The Musings of Dr. Vollmer

Is Psychiatry As Bad Off As I Say It Is?

Posted by Dr. Vollmer on March 6, 2017

Image result for psychiatry

Check out Kelly Brogan MD…http://kellybroganmd.com/, a psychiatrist, similar to my thinking, advocates for mental health without medication. Now, I do not completely agree that medications are hurting patients, although sometimes that is true, but I do agree that we as psychiatrists have gotten trigger happy, which means we are too eager to prescribe, and too reluctant to listen and put symptoms in context. I have recently taught second-year psychiatry residents (UCLA-15 total), psychodynamic psychotherapy students (New Center for Psychoanalysis-9 total) and I am about to teach primary care doctors .https://www.cme.ucla.edu/courses/event-description?registration_id=146702 about the diagnosis and treatment of anxiety disorders.  In each of these very different audiences I lament the loss of history taking in psychiatry, associated with the rush to prescribe and the consequences being unrealistic expectations and poor understanding of one’s personal dynamics. Associated with this are tremendous health care disparities in psychiatry where those without means are given care which is significantly lower quality than care given to those with discretionary income. Further associated with this are training programs where students learn to read checklists as opposed to asking and listening to open-ended questions. The patient’s narrative is lost and with that comes the loss of the excitement and joy of self-discovery; this loss being for both patient and provider. Burn-out seems like an inevitable consequence of our new model of care, but it will take many years to document this and so we must wait for evidence to validate our suspicions. Meanwhile patient care is suffering, and those with means can seek out care that makes sense, while those dependent on public funds are left to focus on symptom relief and not bigger picture understanding of what is killing their vitality. “I make students depressed” I say frequently, always to laughter, which goes with the grain of truth this gloomy picture represents.

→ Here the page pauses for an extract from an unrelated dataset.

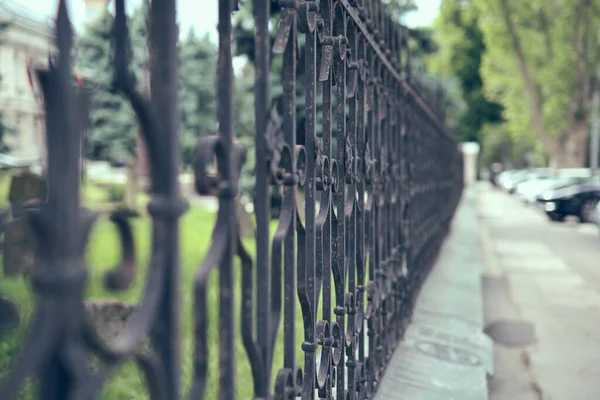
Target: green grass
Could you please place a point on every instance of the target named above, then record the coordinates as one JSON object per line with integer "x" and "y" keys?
{"x": 103, "y": 253}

Exposing the problem remains the first step. Hence, I will repeat myself until this broken system starts to mend.

2 Responses to “Is Psychiatry As Bad Off As I Say It Is?”

  1. Shelly said

    I think that both patients with discretionary income and those without want quick relief, however those with the income have the means to look at the whys and self discover whereas those without don’t. If the government were to get involved and were to allow a certain amount of sessions on their dollar to those without the income to understand their repeat patterns that bring about their downward spirals and triggers, perhaps in the long run it might make patients happier and less dependent on alcohol, drugs, or other destructive behaviors.

    • Yes, indeed. In fact, there are programs called FSP-full service programs, which give the “high utilizers” those who have used services frequently (ie cost the government a lot of money) are being seen in their home and given intensive attention to prevent costlier care. So, for the very ill, they do get continuity of care, but as usual, the vast majority who fall in the middle, get inadequate care which lacks continuity, and since that is the most important part of mental health care, that is very sad to me. Thanks.